At this point, I had reduced the 5.8 million records by half. Finally, I extracted one record per collision occurrence, capturing the minimum age of any driver involved and the maximum injury level of anyone involved (“not injured,” “injured” or “fatal”). The rest of the analysis was done using randomized samples of this much-slimmer (by R standards) occurrence-level dataset of 700,000 rows and 8 attributes.
Analysis & Results…
The traditional high risk associated with young drivers held strong in the face of evidence gathered in my study. However, I was able to uncover some positive anecdotes in favour of our young drivers:
Association rule mining showed that driving on a weekday, mid-block or at an intersection in local traffic with no traffic signal lead to collision injuries just as often when the youngest driver involved was between 17 and 25. The apriori algorithm, often used to find associations between items purchased together in store transactions, showed the most “support” for when and where an accident would happen over driver ages. I would have expected minimum driver age to be on top, so this was a nice surprise.
A priori algorithm from the ‘arule’ R package, on reduced per occurrence data
The chi-square test of independence between driver age and collision severity showed strong evidence that age and collision severity are related, albeit decreasing between 1999 and 2013. 30,000 random collisions per year were used to calculate a chi-square test statistic between minimum driver age groups and the three levels of injury severity. Essentially, the higher the statistic, the more evidence against the assertion that there is no relationship between the two variables (a null hypothesis). What we have here is a decreasing statistic (at least up to 2013), albeit still fairly high for many years; in other words, the relationship is going from “extremely related” to “very related.”
Test Statistic extracted from the ‘chisq.test’ R function for each year
The frequency distributions brought to light that 17- to 25-year-old drivers were decreasing their involvement in injury and fatal collisions. In fact, their rate of decrease was the strongest among all other age groups. The top bronze line in both charts below represents the 17–25 age group.
Number of fatal and injury collisions, by age of youngest driver involved
The traditional high risk associated with young drivers holds true. However, there were some positive stories in the data that put less weight on a driver’s young age as a predictor variable to accidents.

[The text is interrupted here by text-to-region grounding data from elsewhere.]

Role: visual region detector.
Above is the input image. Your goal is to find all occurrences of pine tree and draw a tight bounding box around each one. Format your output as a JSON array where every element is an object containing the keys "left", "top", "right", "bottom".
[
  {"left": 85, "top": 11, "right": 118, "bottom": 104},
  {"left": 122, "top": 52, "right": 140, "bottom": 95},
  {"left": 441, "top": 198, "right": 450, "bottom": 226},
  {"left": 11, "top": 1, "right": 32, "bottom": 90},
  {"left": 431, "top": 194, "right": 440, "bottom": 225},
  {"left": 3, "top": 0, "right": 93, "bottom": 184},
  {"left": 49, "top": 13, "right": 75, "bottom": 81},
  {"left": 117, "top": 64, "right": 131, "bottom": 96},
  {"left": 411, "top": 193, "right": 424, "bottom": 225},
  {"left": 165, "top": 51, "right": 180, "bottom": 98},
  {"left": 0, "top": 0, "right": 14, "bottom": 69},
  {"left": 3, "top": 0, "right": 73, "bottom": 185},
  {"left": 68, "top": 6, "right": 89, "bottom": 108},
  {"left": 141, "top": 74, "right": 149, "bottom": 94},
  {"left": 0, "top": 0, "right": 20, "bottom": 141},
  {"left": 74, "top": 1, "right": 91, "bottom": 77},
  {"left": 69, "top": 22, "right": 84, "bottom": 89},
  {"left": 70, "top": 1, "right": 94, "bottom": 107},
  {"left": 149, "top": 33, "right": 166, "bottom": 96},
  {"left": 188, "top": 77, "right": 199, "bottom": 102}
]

This study scraped the surface of scrutinizing the traditional risk-assessment of young drivers. It helps warrant some consideration to revisiting traditional automobile insurance underwriting practices. For example:
- Increase the weight of factors related to actual driving habits and environment. Our association rules showed that city roads and intersections without traffic signals on weekdays have major predictive power for car accidents, as well as driver age.
- Find a way to make car insurance more accessible to young drivers and build a pipeline of future quality clients. We saw they’re consistently contributing less to serious car accidents over the last sixteen years.
The insurance industry has been “gaining traction” on collecting telematics, as well as experimenting with usage-based insurance. As competitive as it is in any industry, data science is a tool to uncover hidden opportunities. Much can be done with enough accumulation of telematics data, both in insurance underwriting and in raising awareness of safe driving habits. For the broader insurance industry, data science can also help discover a new approach to writing a risk with increased effectiveness (or figuring out how to write something that wasn’t written before), and help gain a leg-up on their competitors.